Using LANDFIRE to Set Priorities for Restoration of Fire-Adapted Ecosystems
In July 2004, the Forest Service, the Department of the Interior and The Nature Conservancy entered into a 5-year, $5 million cooperative agreement as part of the larger $40 million LANDFIRE project, to develop a comprehensive set of data layers and software needed to support the National Fire Plan, the Western Governors Association’s 10-year comprehensive plan, the President's Healthy Forest Initiative, and the Conservancy’s long-term conservation goals. LANDFIRE data and models will help federal agencies and their partners join forces to conserve biodiversity, reduce wildfire hazards to community and firefighter safety, assess threats to ecosystem health, and plan strategically at regional and national levels.

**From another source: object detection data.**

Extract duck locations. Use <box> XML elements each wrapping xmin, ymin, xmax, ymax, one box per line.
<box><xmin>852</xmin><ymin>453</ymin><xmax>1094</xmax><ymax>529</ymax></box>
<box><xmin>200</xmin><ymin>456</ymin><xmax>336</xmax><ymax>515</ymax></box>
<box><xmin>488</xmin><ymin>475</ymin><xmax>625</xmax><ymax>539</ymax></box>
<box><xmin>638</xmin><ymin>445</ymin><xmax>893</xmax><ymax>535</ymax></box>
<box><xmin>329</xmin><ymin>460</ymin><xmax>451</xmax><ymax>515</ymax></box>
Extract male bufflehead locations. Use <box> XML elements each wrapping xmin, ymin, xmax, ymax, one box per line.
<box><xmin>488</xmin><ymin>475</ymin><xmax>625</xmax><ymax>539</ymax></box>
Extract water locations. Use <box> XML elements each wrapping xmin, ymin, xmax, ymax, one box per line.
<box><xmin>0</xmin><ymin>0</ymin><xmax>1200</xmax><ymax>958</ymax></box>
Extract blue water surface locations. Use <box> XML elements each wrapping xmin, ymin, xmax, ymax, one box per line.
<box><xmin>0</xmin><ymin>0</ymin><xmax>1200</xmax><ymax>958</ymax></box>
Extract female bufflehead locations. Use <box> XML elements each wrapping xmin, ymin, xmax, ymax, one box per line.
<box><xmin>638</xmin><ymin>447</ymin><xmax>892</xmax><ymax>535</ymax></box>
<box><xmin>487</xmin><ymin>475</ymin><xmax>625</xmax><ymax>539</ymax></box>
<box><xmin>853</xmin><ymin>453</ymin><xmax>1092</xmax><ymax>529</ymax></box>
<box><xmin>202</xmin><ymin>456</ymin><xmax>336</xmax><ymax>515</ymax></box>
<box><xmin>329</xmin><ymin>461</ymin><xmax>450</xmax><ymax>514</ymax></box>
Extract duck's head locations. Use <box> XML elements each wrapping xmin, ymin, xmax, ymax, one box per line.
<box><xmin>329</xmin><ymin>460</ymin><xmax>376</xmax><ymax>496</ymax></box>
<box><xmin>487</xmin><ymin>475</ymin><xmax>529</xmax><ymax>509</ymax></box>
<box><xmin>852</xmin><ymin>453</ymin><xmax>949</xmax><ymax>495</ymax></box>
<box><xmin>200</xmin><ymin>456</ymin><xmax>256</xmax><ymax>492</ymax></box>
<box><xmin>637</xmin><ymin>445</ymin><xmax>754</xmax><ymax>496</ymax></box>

The Rocky Mountain Research Station’s Missoula Fire Sciences Lab (the lead partner), with its long history of success in fire research and a cadre of fire researchers, is completing the majority of data analysis, modeling and mapping. The Conservancy, including a diversity of field practitioners and academic researchers, is creating reference models and helping expand the audience for the project. The U.S. Geological Survey is directing its expertise to remote sensing and map development. The result of this collaboration is that, for the first time ever, the Forest Service, DOI and other federal, state and private land managers will have comprehensive, peer-reviewed, ground-truthed data to set priorities for restoring fireadapted ecosystems in the United States. This Committee and others have identified altered fire regimes as one of the most serious ecological and safety challenges facing land managers in the U.S. today. LANDFIRE – the necessary first step in comprehensively addressing these challenges – simply could not be done by one organization alone. Partnerships between the USFS, The Nature Conservancy and Academia to Understand the Effects of Climate Change on Forest Ecosystems

The Conservancy and the Forest Service are currently engaged in two partnerships to research the effects of climate change on forested landscapes. In the Tahoe National Forest in California, The Nature Conservancy and the Tahoe NF have joined with the University of California, Berkeley, Stanford University, Colorado State University, the California Department of Parks and Recreation, and The Conservation Fund, in a research project that will 1) detect whether climate change has caused vegetation zones in the Sierra Nevada to shift in altitude, and 2) provide data on the potential of California forests to sequester carbon and reduce global climate change. The results will help improve the ability of government and private organizations to adapt forest management practices to a changing climate, and to quantify the ecosystem service of carbon sequestration. Separately, The Nature Conservancy, the Pacific Northwest Research Station, and Oregon State University are collaborating on scientific research to determine where climate change may cause the most extensive shifts in global vegetation. The research data will help inform global conservation priorities and natural resource management practices.

As with LANDFIRE, no individual organization has the resources or expertise to address these complex issues alone: each partner provides scientific expertise, state-of-the-art technology, data, and/or the necessary land base, as well as staff and funding. Additional benefits extend far beyond the Forest Service and its partners. The cutting-edge research in these projects can serve as a model to better understand the capability of forests to store carbon, and to reduce impacts of, and adapt to, global warming. And the data and methods can help the USFS develop a role for the agency in addressing climate change, in developing payments for ecosystem services, and potentially in assisting the development of a forest carbon market, in California or nationally.

As Congress and the agencies develop ways to further the goals of cooperative conservation, we encourage continued support for collaborative research projects that are geared towards meeting common missions and goals and that take advantage of the expertise of diverse organizations.

Mr. Chairman, this concludes my testimony. I would be glad to answer any questions the Committee has.